Until my to-do list is done for the day, I don’t take a break beyond a lunch break (during which I’m often reading for class or an article). Taking a break to “goof off” makes me lose serious traction and the day goes haywire from there. Working till it’s all done means more time to relax after the work is done, which also means more time to spend with my husband.
I take a Sabbath. I wasn’t good about this in college and I definitely paid for it. On Sunday, I don’t worry too much about what I’m eating, I don’t work out, I drink coffee, I go to church and brunch with friends, I read books that interest me (rather than books for school), and I watch bad movies with Tom. Basically, I don’t do anything that’s “productive”, in the sense of crossing it off my list. All those things are wonderfully productive and regenerative in their own right. And though I’m not really happy to see Monday come, at least I’m not already completely exhausted.
Except the first and last principles here, these are just what works for me, my working style, and the way my life is structured.

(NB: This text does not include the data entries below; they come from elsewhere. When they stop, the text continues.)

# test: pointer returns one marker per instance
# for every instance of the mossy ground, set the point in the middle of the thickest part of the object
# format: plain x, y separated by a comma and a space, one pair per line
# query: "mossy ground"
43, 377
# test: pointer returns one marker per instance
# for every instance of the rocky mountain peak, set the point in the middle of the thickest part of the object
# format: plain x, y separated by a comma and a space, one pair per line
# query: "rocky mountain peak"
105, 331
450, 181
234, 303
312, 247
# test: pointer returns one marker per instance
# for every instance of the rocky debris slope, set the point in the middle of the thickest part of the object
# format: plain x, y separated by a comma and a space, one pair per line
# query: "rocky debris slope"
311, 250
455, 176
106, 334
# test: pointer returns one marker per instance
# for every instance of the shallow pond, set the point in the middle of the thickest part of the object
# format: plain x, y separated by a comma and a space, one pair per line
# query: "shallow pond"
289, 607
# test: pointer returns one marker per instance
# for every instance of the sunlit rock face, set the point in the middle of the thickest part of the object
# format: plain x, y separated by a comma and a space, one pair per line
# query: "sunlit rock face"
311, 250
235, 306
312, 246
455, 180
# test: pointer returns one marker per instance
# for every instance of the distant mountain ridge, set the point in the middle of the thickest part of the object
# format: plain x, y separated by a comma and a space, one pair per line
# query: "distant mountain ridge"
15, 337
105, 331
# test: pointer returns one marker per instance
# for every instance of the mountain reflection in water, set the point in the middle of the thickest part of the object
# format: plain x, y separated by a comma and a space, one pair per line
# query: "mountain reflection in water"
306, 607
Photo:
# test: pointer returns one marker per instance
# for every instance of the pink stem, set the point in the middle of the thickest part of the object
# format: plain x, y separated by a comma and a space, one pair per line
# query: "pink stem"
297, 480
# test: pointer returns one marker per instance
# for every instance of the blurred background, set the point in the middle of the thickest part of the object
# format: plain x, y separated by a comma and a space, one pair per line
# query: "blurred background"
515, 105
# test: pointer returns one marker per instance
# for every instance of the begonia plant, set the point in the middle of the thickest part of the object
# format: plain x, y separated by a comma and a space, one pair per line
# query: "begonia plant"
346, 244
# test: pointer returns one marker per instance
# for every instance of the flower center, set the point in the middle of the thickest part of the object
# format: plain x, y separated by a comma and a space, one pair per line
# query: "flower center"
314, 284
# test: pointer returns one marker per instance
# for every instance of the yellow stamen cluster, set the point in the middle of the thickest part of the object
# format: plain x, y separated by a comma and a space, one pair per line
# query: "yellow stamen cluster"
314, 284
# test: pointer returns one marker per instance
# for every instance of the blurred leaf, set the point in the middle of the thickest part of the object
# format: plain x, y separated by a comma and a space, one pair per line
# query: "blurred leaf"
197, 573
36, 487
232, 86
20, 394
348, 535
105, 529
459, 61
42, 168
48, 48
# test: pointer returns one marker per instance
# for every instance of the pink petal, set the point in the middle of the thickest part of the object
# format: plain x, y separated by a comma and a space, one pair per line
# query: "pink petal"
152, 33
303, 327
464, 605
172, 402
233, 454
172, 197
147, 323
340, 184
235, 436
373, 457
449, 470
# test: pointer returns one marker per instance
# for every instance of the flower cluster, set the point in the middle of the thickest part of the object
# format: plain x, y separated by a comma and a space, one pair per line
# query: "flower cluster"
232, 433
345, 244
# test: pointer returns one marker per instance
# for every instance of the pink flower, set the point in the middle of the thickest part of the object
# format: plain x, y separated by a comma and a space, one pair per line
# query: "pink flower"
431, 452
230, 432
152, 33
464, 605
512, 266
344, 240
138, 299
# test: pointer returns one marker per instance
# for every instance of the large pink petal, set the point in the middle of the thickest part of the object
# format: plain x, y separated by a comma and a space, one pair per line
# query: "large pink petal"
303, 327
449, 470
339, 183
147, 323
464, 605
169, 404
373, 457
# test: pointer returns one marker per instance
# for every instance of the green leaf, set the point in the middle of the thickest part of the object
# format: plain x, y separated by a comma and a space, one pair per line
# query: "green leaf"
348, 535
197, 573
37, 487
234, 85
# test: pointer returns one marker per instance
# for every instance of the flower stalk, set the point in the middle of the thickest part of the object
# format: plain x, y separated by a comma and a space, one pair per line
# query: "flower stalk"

I realize that I work fast, my work is well suited for short bits here and there that add up to a whole, and I live in a small space with one adult and no children, which means relatively little housework. I don’t claim any of this would work for anyone else, though I suspect much might. But as I read about the people who do significant and good work in the world, it seems that they are willing to push past mental limitations and their own laziness to do more, and they just never say they can’t do something.
What disciplines, principles, or tools do you use to do the work that’s set before you?